What many misunderstand about the patriarchy is in thinking its an agreed, secret, organised system of ensuring male dominance. That perspective is so easy to refute, this refutation gets equated with the non-existence of the patriarchy itself.

But the patriarchy is simply an unagreed, mostly transparent and organic coincidence of male dominance. There is no mysterious cabal of men saying let's pay men more than women, but men are paid more than women anyway. Likewise there has never been a female US president, or chess world champion, or F1 champion, which does not actually point to talent but to inequality.

You might say the patriarchy is not a diagnosis, but a symptom.

The facts of male advantage in society are irrefutable, and if you consider that they permeate every sphere from public to private, social to corporate, across age and culture for many thousands of years, it doesn't hold water to claim this symptom doesn't exist.

It's just not a conspiracy theory, that's all.


> What many misunderstand about the patriarchy is in thinking its an agreed, secret, organised system of ensuring male dominance.

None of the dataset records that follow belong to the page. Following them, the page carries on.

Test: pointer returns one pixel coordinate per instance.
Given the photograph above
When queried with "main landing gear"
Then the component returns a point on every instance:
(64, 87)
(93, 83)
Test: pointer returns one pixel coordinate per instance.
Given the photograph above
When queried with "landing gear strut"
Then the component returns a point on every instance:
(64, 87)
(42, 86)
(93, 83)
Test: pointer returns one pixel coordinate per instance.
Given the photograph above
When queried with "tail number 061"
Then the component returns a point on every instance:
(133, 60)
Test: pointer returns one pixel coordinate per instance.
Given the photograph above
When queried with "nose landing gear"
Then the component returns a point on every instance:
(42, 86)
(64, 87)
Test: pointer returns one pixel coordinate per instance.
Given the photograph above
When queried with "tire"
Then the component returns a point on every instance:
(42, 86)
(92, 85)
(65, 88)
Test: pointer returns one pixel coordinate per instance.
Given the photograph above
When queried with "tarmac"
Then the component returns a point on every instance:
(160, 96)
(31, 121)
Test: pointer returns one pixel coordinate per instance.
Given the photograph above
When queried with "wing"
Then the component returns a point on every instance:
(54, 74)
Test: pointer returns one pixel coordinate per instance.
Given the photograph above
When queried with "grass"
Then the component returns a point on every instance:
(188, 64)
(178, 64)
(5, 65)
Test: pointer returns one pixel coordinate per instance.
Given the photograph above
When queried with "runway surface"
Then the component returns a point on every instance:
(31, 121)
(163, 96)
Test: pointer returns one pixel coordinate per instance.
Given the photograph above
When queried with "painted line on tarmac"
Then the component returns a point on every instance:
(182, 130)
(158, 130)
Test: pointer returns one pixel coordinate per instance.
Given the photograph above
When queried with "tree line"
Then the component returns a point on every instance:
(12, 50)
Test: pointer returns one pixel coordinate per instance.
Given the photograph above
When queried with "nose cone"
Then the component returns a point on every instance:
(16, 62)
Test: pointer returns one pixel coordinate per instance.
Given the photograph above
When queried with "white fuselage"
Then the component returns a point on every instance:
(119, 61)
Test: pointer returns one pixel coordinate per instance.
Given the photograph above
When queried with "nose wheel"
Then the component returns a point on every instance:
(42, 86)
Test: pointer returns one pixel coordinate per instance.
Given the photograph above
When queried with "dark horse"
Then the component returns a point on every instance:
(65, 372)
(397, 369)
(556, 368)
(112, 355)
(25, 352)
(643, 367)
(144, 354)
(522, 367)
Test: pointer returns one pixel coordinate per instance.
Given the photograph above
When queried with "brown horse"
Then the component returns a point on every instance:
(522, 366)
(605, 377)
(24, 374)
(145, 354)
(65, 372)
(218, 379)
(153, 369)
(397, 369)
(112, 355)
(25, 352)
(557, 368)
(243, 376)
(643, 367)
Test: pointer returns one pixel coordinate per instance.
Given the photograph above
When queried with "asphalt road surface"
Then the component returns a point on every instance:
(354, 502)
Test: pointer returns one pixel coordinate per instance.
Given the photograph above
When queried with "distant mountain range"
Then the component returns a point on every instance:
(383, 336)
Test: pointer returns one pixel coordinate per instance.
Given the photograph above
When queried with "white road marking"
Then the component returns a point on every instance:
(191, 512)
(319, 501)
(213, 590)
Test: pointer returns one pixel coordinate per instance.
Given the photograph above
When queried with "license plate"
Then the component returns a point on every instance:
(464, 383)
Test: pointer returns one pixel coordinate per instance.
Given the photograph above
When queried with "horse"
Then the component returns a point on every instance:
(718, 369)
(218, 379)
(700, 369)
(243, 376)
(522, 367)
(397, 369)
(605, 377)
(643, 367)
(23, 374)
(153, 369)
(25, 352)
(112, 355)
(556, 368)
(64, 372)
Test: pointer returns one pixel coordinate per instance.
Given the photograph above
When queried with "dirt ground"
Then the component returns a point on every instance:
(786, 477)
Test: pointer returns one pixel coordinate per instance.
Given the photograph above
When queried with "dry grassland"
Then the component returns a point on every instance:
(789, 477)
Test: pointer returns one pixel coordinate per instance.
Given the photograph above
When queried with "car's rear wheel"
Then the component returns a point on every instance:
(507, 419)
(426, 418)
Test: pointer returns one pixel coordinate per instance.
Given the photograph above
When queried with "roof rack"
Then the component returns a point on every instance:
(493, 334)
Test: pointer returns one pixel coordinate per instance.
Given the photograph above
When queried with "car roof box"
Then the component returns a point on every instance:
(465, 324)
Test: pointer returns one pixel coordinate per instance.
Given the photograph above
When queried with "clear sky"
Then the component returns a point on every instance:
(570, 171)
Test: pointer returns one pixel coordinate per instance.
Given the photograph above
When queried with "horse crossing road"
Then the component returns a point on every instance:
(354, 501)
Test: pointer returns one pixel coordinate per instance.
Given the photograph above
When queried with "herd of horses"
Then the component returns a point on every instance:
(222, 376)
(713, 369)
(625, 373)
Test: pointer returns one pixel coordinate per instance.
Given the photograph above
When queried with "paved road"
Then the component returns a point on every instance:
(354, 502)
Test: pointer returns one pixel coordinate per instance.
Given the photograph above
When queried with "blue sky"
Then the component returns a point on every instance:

That perspective is so easy to refute, this refutation gets equated with the non-existence of the patriarchy itself.

This confusion is a deliberate outcome of the name "the patriarchy".

> Likewise there has never been a female US president, or chess world champion, or F1 champion, which does not actually point to talent but to inequality.

This is weasel words, though. "Inequality" covers outcome and opportunity. You're pointing at unequal outcomes to imply unequal opportunities, due to a giant anti-female conspiracy. Women in chess even have easier-to-attain rankings (WGM is basically equivalent to IM for men and women). There's nothing unfair about chess rankings or the game, other than women having easier-to-access rankings. It's just outcomes based on population preferences and aptitudes.

> You might say the patriarchy is not a diagnosis, but a symptom.

You might say that the dominance of black players at the top levels of the NBA is not a diagnosis, but a symptom as well. But to say either is still to imply a conspiracy.